Il serait tentant de voir dans GODOT le dépassement de l’aporie. Le solitaire a enfin trouvé un partenaire et il apprend à sacrifier sa morgue et son indépendance. L’arbre électrique, le décor industriel qui transposent le paysage beckettien dans un univers inhabituel, ainsi que les costumes inspirés des photographies de Chris Ki lip sur l’Angleterre des mineurs sont en rupture manifeste avec la tradition. Je préfère insister sur la déshumanisation du conflit et sur le retournement de la pièce (la péripétie), non explicites chez Beckett.
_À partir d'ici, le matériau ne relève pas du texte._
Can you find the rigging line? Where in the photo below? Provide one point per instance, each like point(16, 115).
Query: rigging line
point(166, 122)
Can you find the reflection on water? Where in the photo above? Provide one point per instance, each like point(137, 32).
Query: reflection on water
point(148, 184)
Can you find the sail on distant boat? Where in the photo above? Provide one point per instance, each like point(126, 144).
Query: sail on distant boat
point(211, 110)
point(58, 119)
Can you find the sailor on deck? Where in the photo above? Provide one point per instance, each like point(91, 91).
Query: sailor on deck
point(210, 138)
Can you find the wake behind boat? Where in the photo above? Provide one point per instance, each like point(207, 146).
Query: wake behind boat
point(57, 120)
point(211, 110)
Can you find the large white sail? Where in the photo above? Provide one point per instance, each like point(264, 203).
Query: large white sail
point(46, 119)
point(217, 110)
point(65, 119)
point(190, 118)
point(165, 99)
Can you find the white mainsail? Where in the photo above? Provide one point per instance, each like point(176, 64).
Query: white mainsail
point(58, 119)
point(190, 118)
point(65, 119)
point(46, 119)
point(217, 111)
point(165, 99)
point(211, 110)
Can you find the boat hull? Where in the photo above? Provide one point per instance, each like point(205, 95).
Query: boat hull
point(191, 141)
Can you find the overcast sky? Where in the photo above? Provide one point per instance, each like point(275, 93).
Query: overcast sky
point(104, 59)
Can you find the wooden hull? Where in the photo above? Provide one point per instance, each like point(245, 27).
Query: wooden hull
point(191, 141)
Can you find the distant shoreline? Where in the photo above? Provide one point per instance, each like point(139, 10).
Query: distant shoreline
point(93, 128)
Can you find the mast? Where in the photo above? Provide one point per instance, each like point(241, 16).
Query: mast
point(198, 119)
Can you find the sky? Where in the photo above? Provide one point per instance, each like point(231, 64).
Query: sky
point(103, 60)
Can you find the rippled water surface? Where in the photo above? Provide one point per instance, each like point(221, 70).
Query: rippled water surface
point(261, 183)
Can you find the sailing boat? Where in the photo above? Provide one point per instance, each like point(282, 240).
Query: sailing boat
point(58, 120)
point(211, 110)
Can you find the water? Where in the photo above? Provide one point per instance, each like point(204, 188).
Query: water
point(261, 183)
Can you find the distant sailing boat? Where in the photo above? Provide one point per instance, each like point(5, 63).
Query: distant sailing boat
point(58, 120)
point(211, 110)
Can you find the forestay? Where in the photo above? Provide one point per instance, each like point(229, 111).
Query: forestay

Le décor sonore de Bergel, enregistré dans la cage aux singes du Jardin des Plantes, précède l’entrée des comédiens. Les protagonistes occupent chacun leur territoire qu’ils défendent bec et ongle contre les intrusions : la brillante démonstration de kung-fu de Philippe Demarle (Estragon) vise à intimider Claude Melki (Lucky) dont les jappements le tiennent à distance. En s’aventurant dans la zone interdite pendant le sommeil d’Estragon, Vladimir va hériter de toute l’angoisse du personnage, de son vertige ontologique et permettre à celui-ci de s’emparer en retour de sa sagesse et de son gîte. L’affrontement des deux amis, simulé dans la pièce (« c’est ça engueulons-nous »), devient un véritable duel suivi d’une mise à mort quand Estragon refuse de serrer la main de Vladimir. Le plus jeune donne la leçon au plus vieux. Ce qui choque la logique du spectateur réaliste qui s’en tient à l’âge du capitaine. Tout le texte dit en effet que les personnages ont une même histoire, une même biographie, cinquante ans de vie commune. Joël Jouanneau travaille les menues indications du texte pour faire surgir les différences. Estragon a une longueur d’avance sur Vladimir : il est moins optimiste, plus résigné, comme au-delà de l’espoir. Il coupe tous les élans lyriques de Vladimir, s’en tenant à l’évidence de l’ici et maintenant. L’évolution géologique condamne à terme l’espèce humaine, comme le souligne le discours de Lucky, pour une fois parfaitement intelligible.
Joël Jouanneau
(artiste associé au Théâtre de Sartrouville)
1970 – 80
Anime le Collectif du Grand Luxe, compagnie avec laquelle il met en scène Genet, Pinter, Fassbinder, Gombrowicz, Borges.
1980 – 83
Journaliste, il réalise plusieurs voyages au Moyen-Orient. Se consacre ensuite au théâtre et devient le principal collaborateur de Bruno Bayen et de la Compagnie Pénélope jusqu’en 1987.
1984
Adapte et met en scène LA DÉDICACE de Botho Strauss au Théâtre Gérard Philipe de Saint-Denis.
1985
Ecrit et met en scène NUIT D’ORAGE SUR GAZA au Théâtre de Poche de Genève.
1987
Met en scène L’HYPOTHÈSE de Robert Pinget au Festival d’Avignon. Réalise le film pour la Sept et l’INA qui obtient le prix spécial du jury du Festival de Riccione (ltalie).
1988
Met en scène MINETTI de Thomas Bernhard à La Maison de la Culture de Bobigny dans le cadre du Festival d’Automne de Paris.
1989
Réalise le film d’après MINETTI pour la Sept et l’INA. Écrit et met en scène LE BOURRICHON, comédie rurale au Festival d’Avignon, puis reprise à Théâtre Ouvert, Théâtre de Sartrouville et au Nouveau Théâtre de Poche de Genève. Sa pièce KIKI L’INDIEN, COMÉDIE ALPINE est mise en scène par Michel Raskine au Théâtre de Sartrouville et à La Salamandre.
1990
KIKIL’INDIEN, COMÉDIE ALPINE est présentée au Théâtre 71 de Malakoff puis aux Bouffes du Nord. Ecrit et met en scène MAMIE OUATE EN PAPOASIE, COMÉDIE INSULAIRE (commande Heyoka Centre dramatique National de l’Enfance de Sartrouville). Met en scène LES ENFANTS TANNER de Robert Walser au Théâtre de la Bastille dans le cadre du.Festival d’Automne puis au Théâtre de Sartrouville.
1991
Met en scène EN ATTENDANT GODOT de Samuel Beckett au Théâtre de Nanterre-Amandiers. Ecrit GAUCHE UPPERCUT pour Stéphanie Loik pour le Théâtre d’Aubervilliers au printemps 91. Mettra en scène POKER A LA JAMAIQUE et L’ÉTÉ DES MÉRIDIENS d’Evelyne Pieiller pour le Festival d’Avignon 91.